Robin’s tone is urgent.
“Listen to me, Kali. You have to get away from Gabe. Start screaming and run.”
There’s a bell-like sound in the background on Gabe’s end of the line. I raise a finger and mouth the word listen to Robin. She furrows her brow in concentration but shakes her head. She can’t identify what we’re hearing.
Gabe comes back on the line.
“ My turn to talk, Kali,” he says. “Mummy doesn’t understand that we’re playing two games tonight. You and I are playing Candy Land, and all of us are playing hide and seek. Mummy is It. It’s not fair for the person who’s It to tell us to scream and run, because as soon as she finds us, the game is over.”
Robin’s composure shatters.
“Gabe, please…”
“ Your voice is full of music again,” Gabe says. “I’ve never been able to resist your music. Kali wants us to sing a song for you. I want to do that too. We want you to remember how much we loved you.”
Suddenly I know this isn’t a game. This is for real.

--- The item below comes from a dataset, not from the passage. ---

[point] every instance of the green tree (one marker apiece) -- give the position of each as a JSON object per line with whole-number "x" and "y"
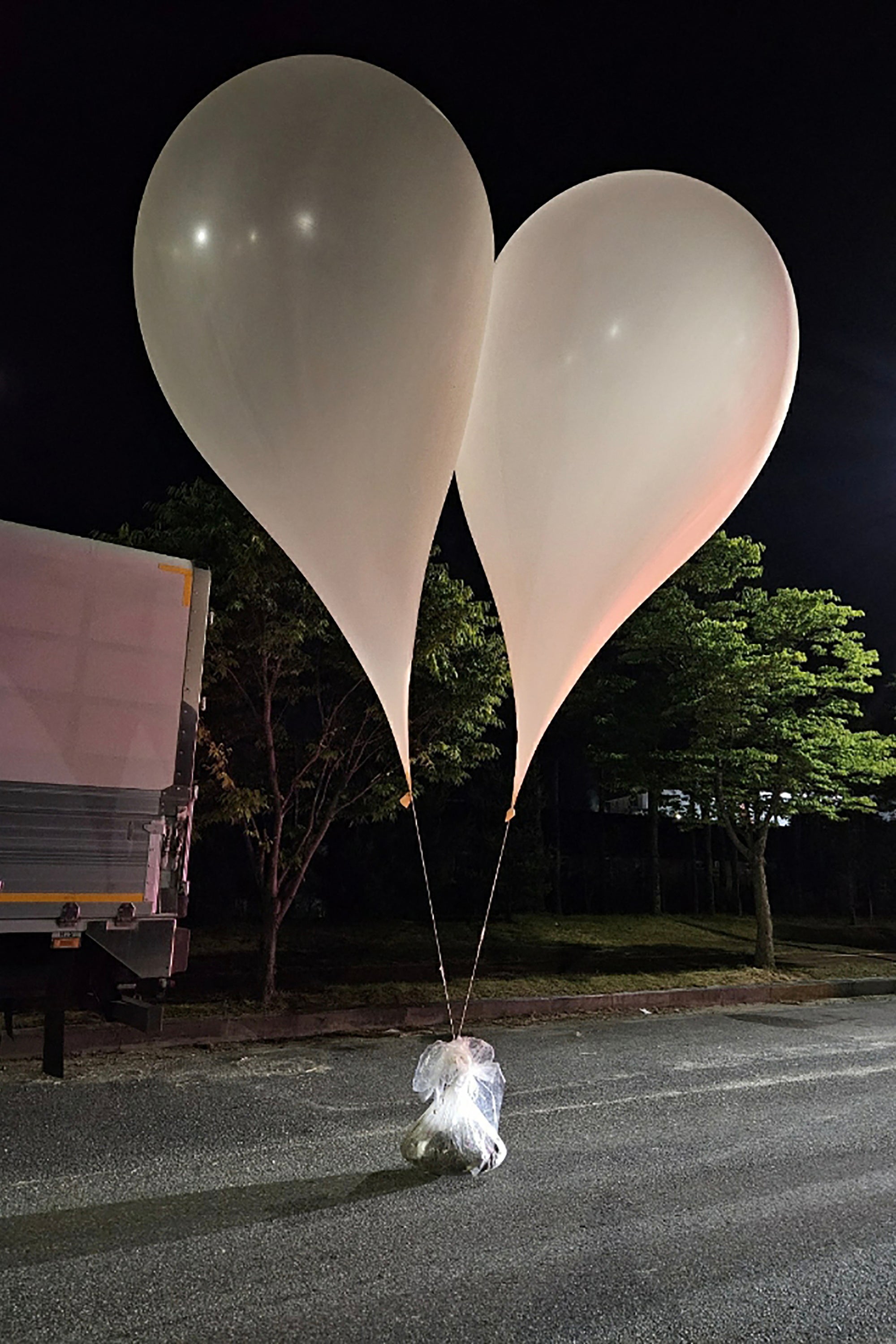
{"x": 746, "y": 702}
{"x": 780, "y": 741}
{"x": 293, "y": 738}
{"x": 637, "y": 705}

“Gabe, you’re not going to-”
He cuts me off. “Kali, let’s sing for Mummy.”
Gabe’s voice is a pleasant tenor, and Kali’s little girl voice is fresh and tuneful. They sing a duet: “You Are My Sunshine.” By the time they finish, Nova is in tears, and my throat is thick. Robin is frantic.
“Kali, listen to me,” she says. “This isn’t a game. Gabe isn’t your friend. He’s going to hurt you. You have to get away.”

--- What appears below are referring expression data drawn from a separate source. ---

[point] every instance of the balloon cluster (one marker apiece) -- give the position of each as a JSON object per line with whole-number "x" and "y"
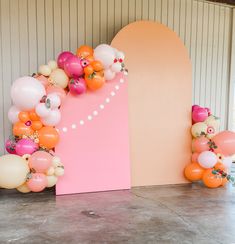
{"x": 213, "y": 151}
{"x": 31, "y": 164}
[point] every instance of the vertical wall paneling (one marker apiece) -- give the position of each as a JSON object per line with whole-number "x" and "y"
{"x": 34, "y": 31}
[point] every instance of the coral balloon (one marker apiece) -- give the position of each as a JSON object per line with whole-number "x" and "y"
{"x": 48, "y": 137}
{"x": 20, "y": 129}
{"x": 199, "y": 129}
{"x": 200, "y": 144}
{"x": 84, "y": 51}
{"x": 225, "y": 141}
{"x": 25, "y": 146}
{"x": 26, "y": 92}
{"x": 13, "y": 171}
{"x": 193, "y": 172}
{"x": 37, "y": 183}
{"x": 40, "y": 161}
{"x": 62, "y": 58}
{"x": 211, "y": 180}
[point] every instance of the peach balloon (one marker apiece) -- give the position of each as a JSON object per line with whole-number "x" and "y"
{"x": 48, "y": 137}
{"x": 211, "y": 180}
{"x": 200, "y": 144}
{"x": 193, "y": 172}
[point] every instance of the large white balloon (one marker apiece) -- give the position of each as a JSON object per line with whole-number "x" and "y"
{"x": 53, "y": 118}
{"x": 13, "y": 171}
{"x": 26, "y": 92}
{"x": 13, "y": 114}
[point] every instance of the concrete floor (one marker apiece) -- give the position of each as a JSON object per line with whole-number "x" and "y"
{"x": 166, "y": 214}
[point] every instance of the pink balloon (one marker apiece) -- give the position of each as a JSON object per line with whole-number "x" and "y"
{"x": 77, "y": 86}
{"x": 62, "y": 58}
{"x": 40, "y": 161}
{"x": 73, "y": 67}
{"x": 207, "y": 159}
{"x": 225, "y": 142}
{"x": 10, "y": 146}
{"x": 199, "y": 114}
{"x": 195, "y": 157}
{"x": 37, "y": 183}
{"x": 200, "y": 144}
{"x": 58, "y": 90}
{"x": 25, "y": 146}
{"x": 195, "y": 107}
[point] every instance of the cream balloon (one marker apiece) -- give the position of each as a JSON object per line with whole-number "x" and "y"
{"x": 23, "y": 188}
{"x": 199, "y": 129}
{"x": 44, "y": 70}
{"x": 59, "y": 78}
{"x": 13, "y": 171}
{"x": 51, "y": 180}
{"x": 52, "y": 64}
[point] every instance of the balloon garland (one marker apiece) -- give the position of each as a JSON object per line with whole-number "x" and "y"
{"x": 213, "y": 151}
{"x": 31, "y": 164}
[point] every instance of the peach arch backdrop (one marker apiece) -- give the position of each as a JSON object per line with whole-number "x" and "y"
{"x": 160, "y": 96}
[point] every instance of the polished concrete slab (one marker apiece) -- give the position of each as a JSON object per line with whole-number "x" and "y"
{"x": 187, "y": 213}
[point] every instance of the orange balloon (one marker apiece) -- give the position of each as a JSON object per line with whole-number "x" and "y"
{"x": 20, "y": 129}
{"x": 36, "y": 125}
{"x": 48, "y": 137}
{"x": 84, "y": 51}
{"x": 219, "y": 166}
{"x": 23, "y": 116}
{"x": 193, "y": 172}
{"x": 211, "y": 180}
{"x": 33, "y": 116}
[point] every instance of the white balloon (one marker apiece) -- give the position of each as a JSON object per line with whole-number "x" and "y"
{"x": 109, "y": 74}
{"x": 116, "y": 67}
{"x": 41, "y": 110}
{"x": 26, "y": 93}
{"x": 52, "y": 64}
{"x": 13, "y": 114}
{"x": 44, "y": 70}
{"x": 227, "y": 162}
{"x": 207, "y": 159}
{"x": 54, "y": 100}
{"x": 51, "y": 180}
{"x": 53, "y": 118}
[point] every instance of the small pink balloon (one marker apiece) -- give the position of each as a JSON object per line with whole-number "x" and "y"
{"x": 40, "y": 161}
{"x": 25, "y": 146}
{"x": 77, "y": 86}
{"x": 199, "y": 115}
{"x": 37, "y": 183}
{"x": 62, "y": 58}
{"x": 10, "y": 146}
{"x": 58, "y": 90}
{"x": 200, "y": 144}
{"x": 195, "y": 107}
{"x": 73, "y": 67}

“She can’t hear you, Robin,” Gabe says. “I have the phone, and you won’t be talking to Kali anymore because you cheat. You don’t play by the rules. I’m not surprised but I am disappointed. I had hoped that perhaps since this was the last time the three of us would be together…”
My heart is pounding. I can barely form the words.
“Gabe, don’t kill that little girl.”
“Trust me, Charlie,” he says gently. “It’s for the best.”
“How can killing a six-year-old child be ‘for the best’?”
Gabe sounds very tired . “There are circumstances…”
I find myself shouting .
“What circumstances could possibly justify taking a child’s life?”
“There aren’t any.” Robin’s voice is fervent. “Gabe, stop this. I want my daughter. I won’t press charges. I give you my word.”
“Even the music in your voice won’t sway me this time, my dark star. There’ve been too many words, and I remember them all- especially the ones at the end. You told me I ‘no longer meet your needs.’ I wept, but your eyes, ‘those silent tongues of love’ Cervantes wrote about, were cold. You were my whole existence, Robin.”
“People fall out of love,” Robin says tightly.
“I didn’t,” Gabe says. “When I promised to love you till the day I died, I meant it. In less than half an hour my birthday and my life will be over. I will die loving you, and that, my beloved, is a great gift.”